Ce faisant, on demande à un moteur de recherche de ne pas retourner tous les résultats du net dans lesquels les mots « numerama » et « svod » apparaissent, mais seulement ceux publiés sur numerama.com avec le mot-clé « svod ».

Un bug sur les recherches avancées, pas sur les recherches normales

C’est ce qui s’est passé avec DuckDuckGo : les requêtes normales vers ces sites fonctionnaient, mais pas l’utilisation de certains opérateurs avancés comme « site: ».

L’emploi de cette instruction, qui permet en l’espèce de savoir si un film, un jeu ou n’importe quel contenu est disponible dans une version pirate (par exemple : « site:thepiratebay.org spider-man no way home »), ne renvoyait aucun résultat, ce qui a pu donner l’impression que tel ou tel site n’était plus pris en charge et qu’il y avait donc eu purge de l’index.

Les sites litigieux s’avèrent tout à fait accessibles avec une requête normale sur DuckDuckGo, selon nos constatations, soit en tapant le nom du site, soit l’adresse. C’est vrai pour The Pirate Bay, YouTube-DL, 1337x et d’autres. En revanche, l’usage de l’opérateur avancé est toujours manifestement dysfonctionnel : il ne donne rien de notre côté.

Gabriel Weiner // Source : DuckDuckGo
Gabriel Weinberg. // Source : DuckDuckGo

Les opérateurs avancés de recherche sont des outils qui sont peu connus et peu utilisés par les internautes.
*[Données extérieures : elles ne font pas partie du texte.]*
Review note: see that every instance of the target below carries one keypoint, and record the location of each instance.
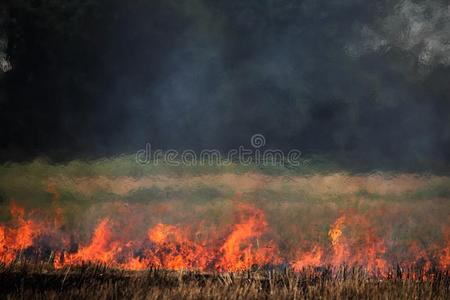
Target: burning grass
(39, 281)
La grande majorité du public utilise plutôt un ou plusieurs mots-clés, mais aussi des phrases, sans se douter qu’il existe des astuces pour être plus efficace. On peut filtrer par date, exclure des pages avec des mots-clés précis, chercher dans l’URL ou un type de fichier, etc.

« Nous ne sommes pas et n’avons jamais été la propriété de Google, et nous ne nous appuyons pas non plus sur les résultats de Google pour nos résultats de recherche. Nous sommes une entreprise indépendante depuis notre création en 2008 », a également souligné Gabriel Weinberg. Si jamais Google purge ses résultats pour une raison ou pour une autre, DuckDuckGo ne sera pas affecté.

Il y a toutefois un cas de figure dans lequel les résultats de DuckDuckGo pourraient être affectés, de manière indirecte : le service a évidemment son propre outil pour parcourir le web (ce qu’on appelle un « crawler ») afin de voir les pages qui existent et vérifier si elles ont été mises à jour et comment. Mais DuckDuckGo dépend aussi de sources tierces.

« DuckDuckGo obtient ses résultats à partir de plus de quatre cents sources », est-il ainsi expliqué. Cela peut être Wikipédia, le crawler de DuckDuckGo, mais aussi d’autres moteurs de recherche. Ainsi, si DuckDuckGo ne fait pas appel à Google, il s’appuie par contre sur Bing. Et Bing lui aussi modifie son index pour enlever les sites pirates. Et cela peut parfois se répercuter sur DuckDuckGo, de manière involontaire.